LangChain — LLM Application Framework
Framework for building applications powered by large language models. Composable components for prompts, chains, agents, RAG, and memory — unified via the Runnable interface and LCEL (LangChain Expression Language).
Installation
uv add langchain langchain-core langchain-community
uv add langchain-openai # OpenAI models
uv add langchain-anthropic # Anthropic Claude models
uv add langchain-chroma # ChromaDB vector store
uv add langchain-text-splitters # document chunking
uv add langgraph # graph-based agent orchestration
uv add langsmith # observability and tracing
uv add langgraph-checkpoint-sqlite # local graph persistence
uv add langgraph-checkpoint-postgres # production persistence
When to Use What
| Component | Best for |
|---|---|
ChatPromptTemplate |
Structuring LLM input with variables and roles |
LCEL chains (\|) |
Linear pipelines: prompt → model → parser |
StrOutputParser |
Extracting plain text from model responses |
| RAG retrieval chain | Grounding answers in custom documents |
| Agents + Tools | Dynamic multi-step reasoning, API calls |
ConversationBufferMemory |
Short conversation history |
LangGraph StateGraph |
Complex agents with loops, branching, human-in-the-loop |
Section Map
| File | Topics |
|---|---|
| 01 Models, Prompts & Parsers | Chat models, prompt templates, output parsers, streaming |
| 02 LCEL & Chains | Runnable interface, pipe operator, parallel, branching, fallbacks |
| 03 RAG & Retrieval | Document loaders, text splitters, embeddings, vector stores, retrievers |
| 04 Agents & Tools | Tool creation, agent types, ReAct, tool calling, structured output |
| 05 Memory & State | Conversation memory, summary memory, vector memory, message history |
| 06 LangGraph & Production | StateGraph, nodes/edges, checkpointing, LangSmith, deployment |
| 07 Security, Evaluation & Operations | Tool safety, prompt injection controls, evaluation datasets, caching, CI gates |
| 08 Practical Playbooks | Ready scenarios: Q&A bot, RAG docs bot, agent with 2 tools |
Quick Start
from langchain_core.output_parsers import StrOutputParser
from langchain_core.prompts import ChatPromptTemplate
from langchain_openai import ChatOpenAI
prompt = ChatPromptTemplate.from_messages([
("system", "You are a helpful assistant."),
("human", "{question}"),
])
model = ChatOpenAI(model="gpt-4o-mini", temperature=0)

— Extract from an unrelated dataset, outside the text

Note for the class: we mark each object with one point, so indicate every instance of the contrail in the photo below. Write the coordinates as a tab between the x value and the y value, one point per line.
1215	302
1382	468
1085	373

parser = StrOutputParser()
chain = prompt | model | parser
response = chain.invoke({"question": "What is LangChain?"})
print(response)
Core Ecosystem
| Package | Purpose |
|---|---|
langchain-core |
Base abstractions: Runnables, prompts, parsers, messages |
langchain |
Higher-level chains, agents, retrieval logic |
langchain-community |
Third-party integrations (vector stores, loaders) |
langchain-openai |
OpenAI chat models and embeddings |
langchain-anthropic |
Anthropic Claude models |
langgraph |
Graph-based agent orchestration with state |
langsmith |
Tracing, evaluation, monitoring |
Quick Rules
- Use LCEL — pipe operator
|replaces all legacy chain classes. - Every component is a Runnable —
.invoke(),.stream(),.batch()everywhere. - Separate prompt from model — compose via LCEL, not string formatting.
- Use structured output —
model.with_structured_output(Schema)for typed responses. - RAG over fine-tuning — ground answers in documents before training custom models.
- LangGraph for agents — use
StateGraphwhen you need loops, branching, or persistence. - Trace everything — enable LangSmith in production for debugging and cost tracking.

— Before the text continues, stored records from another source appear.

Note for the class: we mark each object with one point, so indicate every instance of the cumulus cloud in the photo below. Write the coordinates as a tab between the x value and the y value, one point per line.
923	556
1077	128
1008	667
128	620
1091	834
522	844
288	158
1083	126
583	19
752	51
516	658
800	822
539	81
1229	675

- Protect tools and prompts — apply allowlists, schema validation, and injection defenses.
- Run evals in CI — use LangSmith datasets and evaluator gates for regression control.
Start Here (Beginner Learning Path)
If you are new to LangChain, follow this exact order:
- Read
01-models-prompts-parsers.mdand run the first chain. - Read
02-lcel-chains.mdto learn composition (|, parallel, branch). - Read
03-rag-retrieval.mdand build a small local RAG on 10-50 docs. - Read
04-agents-tools.mdonly after chains and RAG are clear. - Read
05-memory-state.mdto add chat continuity. - Read
06-langgraph-production.mdwhen you need loops, approvals, persistence. - Read
07-security-evaluation-operations.mdbefore shipping to users.
What Is "Enough" to Start Real Work
You can start building useful internal assistants when you can:
- compose
prompt | model | parser; - retrieve top-k documents and cite sources;
- define 1-3 safe tools with
args_schema; - add retries, timeouts, and tracing;
- run at least one evaluation dataset before release.